Cette relation tripartite est extrêmement réglementée. Les contrats de travail doivent comporter des mentions obligatoires supplémentaires à celles imposées par la législation du droit du travail classique et leur rédaction est encadrée dans des délais stricts, sous peine de se voir requalifiés en contrat à durée indéterminés (Cour d’appel de Paris, 10 novembre 1998). Bien que ne supportant pas le contrat de travail, le producteur, client de l’agence, sera responsable des conditions d’exécution du contrat de travail en application de l’article L. 7123-18 du Code du travail.

Rémunération du mannequin
Concernant la rémunération, il convient de distinguer entre la rémunération due au mannequin en contrepartie de sa prestation proprement dite, qui est présumée être un salaire, et la rémunération due au mannequin à l'occasion de la vente ou de l'exploitation de l'enregistrement de sa présentation par l'employeur ou tout autre utilisateur, dès lors que sa présence physique n'est plus requise pour exploiter cet enregistrement et que cette rémunération n'est pas fonction du salaire reçu pour la production de sa présentation, mais est fonction du produit de la vente ou de l'exploitation de l'enregistrement. Cette rémunération n'est pas considérée comme un salaire et doit faire l’objet d’une convention séparée (article L. 7123-6 du code du travail). L'article 16-2 de la Convention collective nationale des mannequins ouvre la possibilité d'une rémunération forfaitaire du droit à l'image des mannequins lorsque «l'utilisateur ne peut déterminer exactement à l'avance les quantités définitives».
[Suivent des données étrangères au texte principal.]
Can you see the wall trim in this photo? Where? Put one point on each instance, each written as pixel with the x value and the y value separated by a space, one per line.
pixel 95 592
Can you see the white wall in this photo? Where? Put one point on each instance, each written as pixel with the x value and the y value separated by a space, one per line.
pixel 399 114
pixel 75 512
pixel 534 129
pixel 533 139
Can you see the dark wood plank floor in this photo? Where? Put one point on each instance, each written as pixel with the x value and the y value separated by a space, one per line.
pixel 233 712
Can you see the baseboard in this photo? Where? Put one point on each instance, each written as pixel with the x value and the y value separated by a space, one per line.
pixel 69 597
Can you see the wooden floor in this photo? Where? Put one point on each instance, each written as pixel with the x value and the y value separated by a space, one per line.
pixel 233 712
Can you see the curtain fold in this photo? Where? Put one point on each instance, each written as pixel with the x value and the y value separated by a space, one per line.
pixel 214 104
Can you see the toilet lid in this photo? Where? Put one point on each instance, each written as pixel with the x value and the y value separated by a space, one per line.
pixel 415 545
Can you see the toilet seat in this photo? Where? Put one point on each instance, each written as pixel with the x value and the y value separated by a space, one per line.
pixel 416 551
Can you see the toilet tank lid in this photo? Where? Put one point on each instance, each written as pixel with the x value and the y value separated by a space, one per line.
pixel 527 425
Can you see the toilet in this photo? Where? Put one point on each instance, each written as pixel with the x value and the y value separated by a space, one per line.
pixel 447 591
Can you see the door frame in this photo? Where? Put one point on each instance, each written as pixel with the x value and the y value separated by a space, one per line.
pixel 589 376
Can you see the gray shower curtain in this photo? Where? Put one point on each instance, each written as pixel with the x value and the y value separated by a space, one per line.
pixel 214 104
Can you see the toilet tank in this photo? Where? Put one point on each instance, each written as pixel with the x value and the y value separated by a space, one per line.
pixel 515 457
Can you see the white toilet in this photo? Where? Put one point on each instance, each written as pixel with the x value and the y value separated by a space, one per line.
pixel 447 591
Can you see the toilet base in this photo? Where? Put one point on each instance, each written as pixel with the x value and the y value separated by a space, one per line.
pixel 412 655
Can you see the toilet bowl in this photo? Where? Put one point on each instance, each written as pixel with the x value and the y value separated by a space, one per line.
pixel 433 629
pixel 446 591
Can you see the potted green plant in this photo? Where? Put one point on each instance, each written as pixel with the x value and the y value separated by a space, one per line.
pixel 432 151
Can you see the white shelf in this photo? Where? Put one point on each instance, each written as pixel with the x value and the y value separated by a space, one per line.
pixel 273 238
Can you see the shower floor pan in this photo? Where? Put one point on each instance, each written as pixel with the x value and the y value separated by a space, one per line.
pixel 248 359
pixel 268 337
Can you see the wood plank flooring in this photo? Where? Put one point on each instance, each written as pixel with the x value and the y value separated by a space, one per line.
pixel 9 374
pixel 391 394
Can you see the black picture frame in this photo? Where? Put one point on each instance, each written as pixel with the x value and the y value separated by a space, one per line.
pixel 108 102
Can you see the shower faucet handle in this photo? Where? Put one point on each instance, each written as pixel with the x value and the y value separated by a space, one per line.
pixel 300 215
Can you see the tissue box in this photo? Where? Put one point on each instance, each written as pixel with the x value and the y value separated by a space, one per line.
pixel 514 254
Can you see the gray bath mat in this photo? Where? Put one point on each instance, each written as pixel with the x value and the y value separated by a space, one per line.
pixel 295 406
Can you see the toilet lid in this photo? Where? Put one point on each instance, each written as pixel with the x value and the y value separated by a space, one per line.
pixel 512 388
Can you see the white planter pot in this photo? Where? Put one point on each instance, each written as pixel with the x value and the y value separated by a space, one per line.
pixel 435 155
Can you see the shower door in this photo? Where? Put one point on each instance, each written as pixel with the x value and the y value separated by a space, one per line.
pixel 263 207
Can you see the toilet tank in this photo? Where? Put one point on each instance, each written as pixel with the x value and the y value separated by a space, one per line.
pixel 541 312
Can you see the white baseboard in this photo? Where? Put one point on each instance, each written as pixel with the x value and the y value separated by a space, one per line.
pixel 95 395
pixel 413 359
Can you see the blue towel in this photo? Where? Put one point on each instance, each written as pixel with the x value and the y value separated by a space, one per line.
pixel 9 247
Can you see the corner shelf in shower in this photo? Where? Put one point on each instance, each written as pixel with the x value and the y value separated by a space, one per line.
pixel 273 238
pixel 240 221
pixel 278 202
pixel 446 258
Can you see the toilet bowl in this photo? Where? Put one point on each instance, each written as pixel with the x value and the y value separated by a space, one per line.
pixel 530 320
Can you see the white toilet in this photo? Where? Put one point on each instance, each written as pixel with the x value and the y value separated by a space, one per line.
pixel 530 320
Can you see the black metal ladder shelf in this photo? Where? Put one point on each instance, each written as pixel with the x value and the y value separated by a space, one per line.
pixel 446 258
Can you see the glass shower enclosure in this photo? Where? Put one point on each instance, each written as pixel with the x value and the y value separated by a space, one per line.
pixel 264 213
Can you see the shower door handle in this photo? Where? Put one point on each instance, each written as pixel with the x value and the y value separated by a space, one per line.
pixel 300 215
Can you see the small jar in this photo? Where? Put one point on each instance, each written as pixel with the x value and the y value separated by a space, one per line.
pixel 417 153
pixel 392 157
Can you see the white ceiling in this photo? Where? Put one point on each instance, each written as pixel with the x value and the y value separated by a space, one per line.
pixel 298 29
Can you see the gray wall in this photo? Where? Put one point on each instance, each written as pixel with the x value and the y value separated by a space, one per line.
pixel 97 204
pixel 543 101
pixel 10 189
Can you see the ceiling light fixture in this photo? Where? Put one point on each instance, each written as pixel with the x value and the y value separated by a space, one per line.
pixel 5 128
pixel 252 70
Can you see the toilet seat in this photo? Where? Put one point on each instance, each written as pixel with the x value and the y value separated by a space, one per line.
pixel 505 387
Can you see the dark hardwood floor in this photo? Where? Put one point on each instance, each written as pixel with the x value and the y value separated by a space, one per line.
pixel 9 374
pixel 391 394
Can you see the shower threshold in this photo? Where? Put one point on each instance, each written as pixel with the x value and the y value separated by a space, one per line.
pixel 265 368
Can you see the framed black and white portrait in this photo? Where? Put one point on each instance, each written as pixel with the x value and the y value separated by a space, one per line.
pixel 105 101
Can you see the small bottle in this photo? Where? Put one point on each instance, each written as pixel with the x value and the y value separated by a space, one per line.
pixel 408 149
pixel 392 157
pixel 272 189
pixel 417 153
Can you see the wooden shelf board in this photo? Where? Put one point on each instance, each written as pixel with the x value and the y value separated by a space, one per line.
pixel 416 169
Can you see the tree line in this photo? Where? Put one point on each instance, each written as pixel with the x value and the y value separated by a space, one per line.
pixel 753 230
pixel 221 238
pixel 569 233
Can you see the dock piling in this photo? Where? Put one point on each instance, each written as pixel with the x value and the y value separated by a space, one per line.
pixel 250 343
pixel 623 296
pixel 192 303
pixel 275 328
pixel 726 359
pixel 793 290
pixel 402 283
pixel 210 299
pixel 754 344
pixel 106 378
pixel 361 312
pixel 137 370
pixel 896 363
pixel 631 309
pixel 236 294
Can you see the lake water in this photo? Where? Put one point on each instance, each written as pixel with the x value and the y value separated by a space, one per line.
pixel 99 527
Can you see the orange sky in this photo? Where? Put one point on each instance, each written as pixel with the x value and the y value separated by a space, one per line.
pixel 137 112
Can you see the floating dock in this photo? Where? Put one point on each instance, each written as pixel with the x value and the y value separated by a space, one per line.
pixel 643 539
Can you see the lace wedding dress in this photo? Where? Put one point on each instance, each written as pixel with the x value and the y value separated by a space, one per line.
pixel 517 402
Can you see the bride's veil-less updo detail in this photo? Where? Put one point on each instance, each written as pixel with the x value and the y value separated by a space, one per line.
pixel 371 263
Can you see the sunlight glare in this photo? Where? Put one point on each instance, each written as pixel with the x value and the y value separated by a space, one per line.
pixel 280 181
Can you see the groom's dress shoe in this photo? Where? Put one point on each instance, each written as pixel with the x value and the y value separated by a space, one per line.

A ce titre, la cession de droits d’exploitation de photographies faites à une agence - ou une entreprise d’édition ou de communication -n’autorise pas un tiers à les publier, sans l’accord express du mannequin, ni contrat de cession valablement passé entre l’entreprise disposant des droits d’exploitation, avec le tiers qui publie les clichés. Mais, « aucune disposition légale ou réglementaire ne prévoit au profit d’un mannequin professionnel une rémunération proportionnelle à l’exploitation de son image » (Cass. 1ère civ., 11 déc. 2008, n° 07-19.494, D, rejet, CA Paris, 6 juin 2007).
Les autres règles régissant les relations mannequin/agences prévus par la convention collective concernent, pêle mêle, les droits d’information mutuels, l’obligation de visite médicale préalable, le respect des durées maximales d’emploi, l’égalité entre mannequins français et étrangers, l’égalité entre mannequins hommes et femmes, la protection des mannequins enfants, les rémunérations minimales.
Les entreprises du secteur de la mode et des médias ne doivent pas méconnaître la législation minutieuse qui s’applique aux mannequins, sous peine de risquer une requalification en contrat à durée indéterminée lourde de conséquences.